Nissan e-NV200 at Frankfurt Motor Show

Nissan e-NV200 at Frankfurt Motor Show

Nissan is presenting at the 2015 Frankfurt Motor Show its new 2016 LEAF with enlarged battery capacity of 30 kWh (full details).


  • 250 km / 155 miles NEDC
  • 172 / 107 miles EPA

Besides the LEAF, there is Nissan e-NV200 on display as well, which still awaits its 30 kWh version.

Because both models were use the same batteries and drivetrain, we hope that the 30 kWh e-NV200 is just around the corner.  This battery upgrade had been why we had suggested in the past that the all-electric van was not previously made available in the United States  – we expect to see a 30 kWh version of it made available in the US in the Fall of next year.

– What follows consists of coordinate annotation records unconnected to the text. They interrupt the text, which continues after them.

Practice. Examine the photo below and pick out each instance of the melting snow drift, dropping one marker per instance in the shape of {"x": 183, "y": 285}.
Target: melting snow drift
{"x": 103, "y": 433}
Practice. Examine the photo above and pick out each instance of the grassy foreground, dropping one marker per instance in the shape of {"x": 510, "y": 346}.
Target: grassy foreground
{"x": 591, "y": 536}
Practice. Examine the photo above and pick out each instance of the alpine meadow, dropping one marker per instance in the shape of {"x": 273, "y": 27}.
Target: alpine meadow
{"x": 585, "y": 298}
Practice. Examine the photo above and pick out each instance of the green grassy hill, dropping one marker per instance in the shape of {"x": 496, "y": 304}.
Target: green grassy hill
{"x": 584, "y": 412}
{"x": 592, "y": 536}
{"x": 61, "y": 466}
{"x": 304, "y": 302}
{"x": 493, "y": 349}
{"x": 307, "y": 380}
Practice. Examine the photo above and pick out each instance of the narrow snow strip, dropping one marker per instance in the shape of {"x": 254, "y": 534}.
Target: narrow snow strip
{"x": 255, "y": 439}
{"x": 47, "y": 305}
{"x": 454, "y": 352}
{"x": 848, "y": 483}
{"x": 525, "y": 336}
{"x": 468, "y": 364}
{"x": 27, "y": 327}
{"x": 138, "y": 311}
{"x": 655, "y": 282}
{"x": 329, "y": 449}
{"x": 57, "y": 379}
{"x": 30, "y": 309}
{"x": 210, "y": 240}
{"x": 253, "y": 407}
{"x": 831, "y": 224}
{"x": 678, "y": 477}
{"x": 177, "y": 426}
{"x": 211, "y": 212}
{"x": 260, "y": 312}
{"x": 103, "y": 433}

“Nissan’s leadership and innovation in the EV market takes another significant step forward at Frankfurt with the announcement of a new battery for the LEAF that delivers a driving range of 155 miles – an increase of 25 percent. The new sector-first 30 kWh battery is at the heart of the new LEAF 30 kWh which too makes its global debut at Frankfurt. Thanks to revised internal chemistry and new electrode materials, the new battery transforms the Nissan LEAF driving and ownership experience and reinforces its position as the most capable, practical and affordable electric vehicle in the world.

In true Nissan style, the new LEAF 30kWh battery delivers its extra power with no compromises over the existing unit. Despite its additional capacity, it takes up no more room than the 24 kWh battery.”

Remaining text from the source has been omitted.